Diese Lebensform endete mit dem I. Weltkrieg und der anschließenden Inflation, als Wolfskehl einschneidende Vermögensverluste erlitt und sich mit der Notwendigkeit konfrontiert sah, seinen Lebensunterhalt zu verdienen. Das Haus in Schwabing musste aufgegeben werden, und die Familie zog in ein noch im Krieg erworbenes Landhaus im badischen Kiechlinsbergen. Damit lockerte sich auch die äußere Nähe zu Stefan George, mit dem es nun nur noch zu gelegentlichen Begegnungen kam. Wolfskehl ging für einige Zeit als Hauslehrer nach Italien, kehrte dann nach München zurück, wo er sich in den Zwanziger Jahren rasch als Herausgeber und Publizist einen Namen machte, während er als Dichter fast verstummte. Der 1927 veröffentlichte Band „Der Umkreis“ war bereits vor dem Kriege zusammengestellt und enthielt im Wesentlichen Dichtungen aus der Vorkriegszeit.

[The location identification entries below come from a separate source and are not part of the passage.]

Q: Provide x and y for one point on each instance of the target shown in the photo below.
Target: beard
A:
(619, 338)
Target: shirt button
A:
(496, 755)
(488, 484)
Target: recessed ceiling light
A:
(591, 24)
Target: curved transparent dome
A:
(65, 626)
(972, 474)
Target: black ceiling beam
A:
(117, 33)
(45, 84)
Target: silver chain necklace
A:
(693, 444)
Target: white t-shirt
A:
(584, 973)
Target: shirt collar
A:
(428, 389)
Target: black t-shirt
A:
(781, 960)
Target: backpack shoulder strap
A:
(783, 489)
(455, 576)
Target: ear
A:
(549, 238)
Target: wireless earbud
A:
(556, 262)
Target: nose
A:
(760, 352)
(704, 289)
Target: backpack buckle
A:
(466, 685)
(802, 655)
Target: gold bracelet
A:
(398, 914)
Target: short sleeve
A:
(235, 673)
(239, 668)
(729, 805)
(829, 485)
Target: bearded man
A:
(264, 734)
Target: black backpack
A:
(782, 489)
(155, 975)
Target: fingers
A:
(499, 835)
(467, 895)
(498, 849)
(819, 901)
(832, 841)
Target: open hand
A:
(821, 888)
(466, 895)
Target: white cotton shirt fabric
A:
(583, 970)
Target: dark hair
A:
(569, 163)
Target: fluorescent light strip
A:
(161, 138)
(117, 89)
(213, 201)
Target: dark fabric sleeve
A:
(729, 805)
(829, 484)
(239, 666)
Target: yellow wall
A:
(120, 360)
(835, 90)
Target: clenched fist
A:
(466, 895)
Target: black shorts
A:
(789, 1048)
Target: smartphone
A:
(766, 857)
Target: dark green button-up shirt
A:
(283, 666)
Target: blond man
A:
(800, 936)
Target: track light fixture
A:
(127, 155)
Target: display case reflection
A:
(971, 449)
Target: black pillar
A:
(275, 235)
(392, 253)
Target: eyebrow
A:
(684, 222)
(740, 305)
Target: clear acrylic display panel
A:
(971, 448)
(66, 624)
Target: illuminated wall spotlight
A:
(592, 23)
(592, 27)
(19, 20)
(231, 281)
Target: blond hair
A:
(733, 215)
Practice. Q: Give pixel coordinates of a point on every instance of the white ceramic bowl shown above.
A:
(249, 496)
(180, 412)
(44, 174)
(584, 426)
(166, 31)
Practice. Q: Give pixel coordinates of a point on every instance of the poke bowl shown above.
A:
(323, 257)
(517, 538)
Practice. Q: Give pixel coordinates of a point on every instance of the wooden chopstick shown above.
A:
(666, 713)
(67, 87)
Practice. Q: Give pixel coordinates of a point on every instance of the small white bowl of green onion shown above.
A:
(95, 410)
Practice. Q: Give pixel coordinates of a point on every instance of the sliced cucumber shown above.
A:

Wolfskehl spürte schon zu Beginn der 30er Jahre, dass ein nationalsozialistisches Regime für Juden einschneidende Beschränkungen und Verfolgung bringen würde. Bereits bevor Hitler an die Macht gelangte, dachte er an ein Verlassen Deutschlands. Am Tag nach dem Reichstagsbrand floh er in die Schweiz.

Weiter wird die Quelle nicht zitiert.